Ese acierto del presidente Pérez Molina fue precedido por otro, que consistió en que él decidió dedicarse a conducir el proceso de reconstrucción. Como parte de esa dedicación, desistió de participar en la Cumbre de Negocios de México (en la que sería uno de los oradores principales), y en la XXI Cumbre Iberoamericana de Cádiz. También desistió de viajar al Estado de la Ciudad del Vaticano, en donde celebraría un encuentro con el papa Benedicto XVI. Presumo que los gobernantes que participaron en aquellas cumbres, y el mismo papa, se congratularon por la decisión del presidente Pérez Molina.
La decisión presidencial de conducir el proceso de reconstrucción es, no ya conveniente, sino necesaria para evitar que las ineficiencias ministeriales, los procedimientos burocráticos, las repentinas oportunidades de corrupción, los acechantes intereses electorales, el ansia de exhibición publicitaria, las disputas por méritos, la rivalidad política, la irresponsabilidad, la incompetencia o la negligencia, demoren absurdamente el proceso de reconstrucción, y multipliquen ingratamente el sufrimiento de las víctimas; el sufrimiento, por ejemplo, de por lo menos cinco mil familias cuya casa es inhabitable.
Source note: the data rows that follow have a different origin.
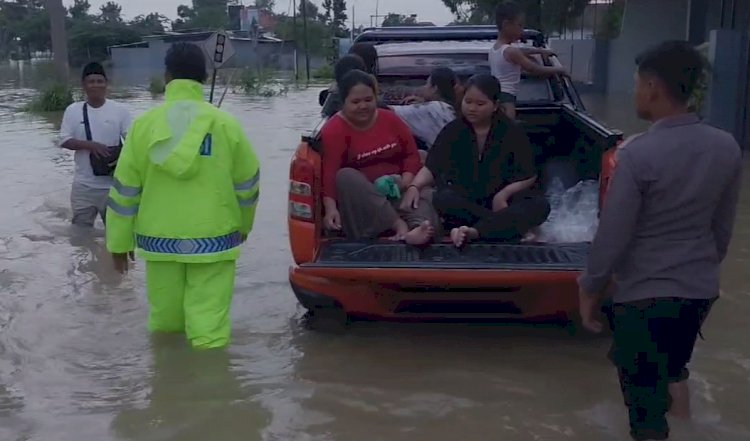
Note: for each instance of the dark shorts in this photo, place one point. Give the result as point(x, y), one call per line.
point(507, 98)
point(652, 344)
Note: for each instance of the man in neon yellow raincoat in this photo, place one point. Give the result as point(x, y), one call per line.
point(184, 196)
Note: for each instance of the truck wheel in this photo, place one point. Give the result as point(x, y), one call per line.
point(328, 320)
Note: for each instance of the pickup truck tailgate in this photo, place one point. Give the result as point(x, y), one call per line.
point(480, 256)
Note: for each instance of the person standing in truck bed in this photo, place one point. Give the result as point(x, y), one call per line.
point(663, 233)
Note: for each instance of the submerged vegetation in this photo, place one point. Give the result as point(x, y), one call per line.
point(156, 85)
point(324, 72)
point(259, 82)
point(54, 97)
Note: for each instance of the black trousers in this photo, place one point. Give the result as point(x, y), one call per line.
point(525, 211)
point(652, 345)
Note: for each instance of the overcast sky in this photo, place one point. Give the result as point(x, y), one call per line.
point(427, 10)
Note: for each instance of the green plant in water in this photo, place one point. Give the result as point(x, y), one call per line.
point(55, 97)
point(156, 85)
point(259, 82)
point(698, 97)
point(324, 72)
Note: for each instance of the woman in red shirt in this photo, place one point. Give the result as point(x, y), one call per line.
point(362, 143)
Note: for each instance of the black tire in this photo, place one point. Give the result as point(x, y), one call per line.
point(330, 320)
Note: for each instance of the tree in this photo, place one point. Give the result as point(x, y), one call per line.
point(311, 10)
point(339, 17)
point(265, 5)
point(208, 14)
point(111, 12)
point(393, 19)
point(150, 24)
point(483, 11)
point(79, 10)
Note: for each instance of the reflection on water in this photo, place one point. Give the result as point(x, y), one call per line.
point(76, 362)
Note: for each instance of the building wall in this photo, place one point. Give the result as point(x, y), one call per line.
point(278, 55)
point(645, 23)
point(578, 56)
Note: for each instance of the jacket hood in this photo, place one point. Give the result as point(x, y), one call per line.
point(183, 132)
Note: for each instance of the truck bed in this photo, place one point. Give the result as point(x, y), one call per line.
point(479, 256)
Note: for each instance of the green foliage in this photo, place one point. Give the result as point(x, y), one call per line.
point(540, 14)
point(318, 34)
point(157, 85)
point(25, 28)
point(398, 20)
point(55, 97)
point(260, 83)
point(89, 40)
point(325, 72)
point(111, 12)
point(210, 14)
point(698, 97)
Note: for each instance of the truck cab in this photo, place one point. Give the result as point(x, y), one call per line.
point(378, 279)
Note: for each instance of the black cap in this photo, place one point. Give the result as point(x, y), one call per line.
point(93, 69)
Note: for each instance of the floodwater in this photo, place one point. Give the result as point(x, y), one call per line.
point(76, 362)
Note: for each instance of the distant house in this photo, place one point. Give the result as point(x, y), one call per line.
point(149, 54)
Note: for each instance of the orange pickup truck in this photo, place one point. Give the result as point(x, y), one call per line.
point(392, 281)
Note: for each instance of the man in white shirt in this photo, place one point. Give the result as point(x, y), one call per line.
point(108, 124)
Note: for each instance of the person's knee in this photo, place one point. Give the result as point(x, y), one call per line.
point(206, 343)
point(350, 179)
point(539, 210)
point(443, 198)
point(166, 323)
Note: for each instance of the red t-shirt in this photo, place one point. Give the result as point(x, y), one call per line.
point(387, 148)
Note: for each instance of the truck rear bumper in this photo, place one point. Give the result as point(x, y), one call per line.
point(401, 294)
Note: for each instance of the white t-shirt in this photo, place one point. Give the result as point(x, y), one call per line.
point(508, 73)
point(426, 120)
point(108, 123)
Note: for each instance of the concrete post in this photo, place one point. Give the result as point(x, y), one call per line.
point(696, 21)
point(59, 38)
point(728, 53)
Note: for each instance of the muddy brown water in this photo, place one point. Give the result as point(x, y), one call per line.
point(76, 362)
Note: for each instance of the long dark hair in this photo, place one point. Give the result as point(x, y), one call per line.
point(490, 87)
point(355, 78)
point(444, 79)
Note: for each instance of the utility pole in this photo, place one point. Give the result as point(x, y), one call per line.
point(294, 36)
point(59, 38)
point(304, 30)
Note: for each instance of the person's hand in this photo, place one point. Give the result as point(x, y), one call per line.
point(561, 70)
point(410, 200)
point(122, 262)
point(547, 52)
point(412, 99)
point(499, 202)
point(588, 305)
point(332, 220)
point(99, 150)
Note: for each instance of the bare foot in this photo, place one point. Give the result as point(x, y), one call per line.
point(420, 235)
point(530, 237)
point(463, 235)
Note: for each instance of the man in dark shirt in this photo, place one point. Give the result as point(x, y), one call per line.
point(664, 231)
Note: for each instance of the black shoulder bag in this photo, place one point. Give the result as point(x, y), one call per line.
point(102, 166)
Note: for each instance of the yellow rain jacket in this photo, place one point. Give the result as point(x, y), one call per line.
point(186, 185)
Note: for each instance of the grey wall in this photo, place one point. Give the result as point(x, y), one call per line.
point(645, 23)
point(577, 56)
point(247, 54)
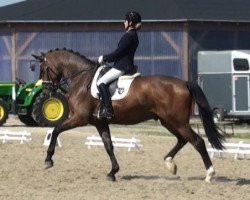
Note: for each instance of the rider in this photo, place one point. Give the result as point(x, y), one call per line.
point(123, 58)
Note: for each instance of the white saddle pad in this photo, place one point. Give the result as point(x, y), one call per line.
point(123, 84)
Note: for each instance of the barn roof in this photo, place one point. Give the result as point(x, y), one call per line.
point(113, 10)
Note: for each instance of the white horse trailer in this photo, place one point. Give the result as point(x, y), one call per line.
point(224, 77)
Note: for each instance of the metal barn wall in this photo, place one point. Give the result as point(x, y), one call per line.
point(159, 52)
point(230, 37)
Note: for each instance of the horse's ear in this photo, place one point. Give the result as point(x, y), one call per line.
point(39, 58)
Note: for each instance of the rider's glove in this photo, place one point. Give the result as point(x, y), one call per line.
point(100, 59)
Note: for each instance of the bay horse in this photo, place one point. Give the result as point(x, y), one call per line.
point(162, 98)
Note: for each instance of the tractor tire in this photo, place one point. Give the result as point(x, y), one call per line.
point(27, 120)
point(4, 114)
point(50, 110)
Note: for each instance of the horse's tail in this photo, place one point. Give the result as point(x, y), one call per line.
point(214, 137)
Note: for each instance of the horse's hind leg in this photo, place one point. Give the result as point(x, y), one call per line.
point(188, 133)
point(104, 132)
point(171, 166)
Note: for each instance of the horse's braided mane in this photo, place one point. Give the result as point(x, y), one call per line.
point(71, 51)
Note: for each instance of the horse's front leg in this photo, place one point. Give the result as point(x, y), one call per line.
point(104, 132)
point(69, 123)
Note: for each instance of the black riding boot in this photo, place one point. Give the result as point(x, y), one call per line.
point(106, 110)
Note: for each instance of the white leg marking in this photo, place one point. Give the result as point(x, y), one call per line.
point(210, 174)
point(171, 166)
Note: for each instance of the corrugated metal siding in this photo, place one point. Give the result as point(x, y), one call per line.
point(200, 40)
point(158, 52)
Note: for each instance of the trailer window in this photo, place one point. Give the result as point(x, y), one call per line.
point(241, 64)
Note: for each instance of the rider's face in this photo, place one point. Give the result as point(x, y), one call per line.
point(126, 24)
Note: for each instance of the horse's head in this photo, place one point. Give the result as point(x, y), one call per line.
point(49, 71)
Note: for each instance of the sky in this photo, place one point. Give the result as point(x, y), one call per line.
point(7, 2)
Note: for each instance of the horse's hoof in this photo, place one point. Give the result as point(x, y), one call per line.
point(49, 164)
point(171, 166)
point(111, 178)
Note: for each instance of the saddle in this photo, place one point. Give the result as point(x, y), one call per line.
point(118, 88)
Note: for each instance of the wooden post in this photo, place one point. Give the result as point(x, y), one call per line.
point(185, 64)
point(13, 55)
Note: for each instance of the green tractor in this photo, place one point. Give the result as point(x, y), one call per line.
point(32, 107)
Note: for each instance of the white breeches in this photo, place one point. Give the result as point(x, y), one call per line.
point(110, 75)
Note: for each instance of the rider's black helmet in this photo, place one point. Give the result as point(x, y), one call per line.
point(133, 16)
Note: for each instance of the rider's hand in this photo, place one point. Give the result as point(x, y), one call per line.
point(100, 59)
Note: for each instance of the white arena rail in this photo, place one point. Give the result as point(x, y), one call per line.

El presidente Pérez Molina le ha solicitado al Congreso de la República que la deliberación sobre el proyecto de reforma constitucional que él ha propuesto, sea postergada durante seis meses. Es un tiempo que él podría aprovechar para meditar con más profundidad conceptual, serenidad analítica y frialdad política, y también para actuar con más espíritu consultivo, sobre el proyecto de reforma. La intención sería, no precisamente complacer a todos (lo cual es imposible), sino tener la sensata certeza de que, con fundamento en la ciencia y en la filosofía del derecho, la reforma propuesta es idónea para perfeccionar el fundamento jurídico del Estado de Guatemala.
Post scriptum. El Congreso de la República puede aceptar o no aceptar la solicitud del presidente Pérez Molina, de postergar la deliberación del proyecto de reforma constitucional. Empero, esa solicitud manifiesta el atinado propósito de asignar los escasos recursos para lograr una finalidad más urgente, que es la reconstrucción del país, y no la celebración de una consulta popular.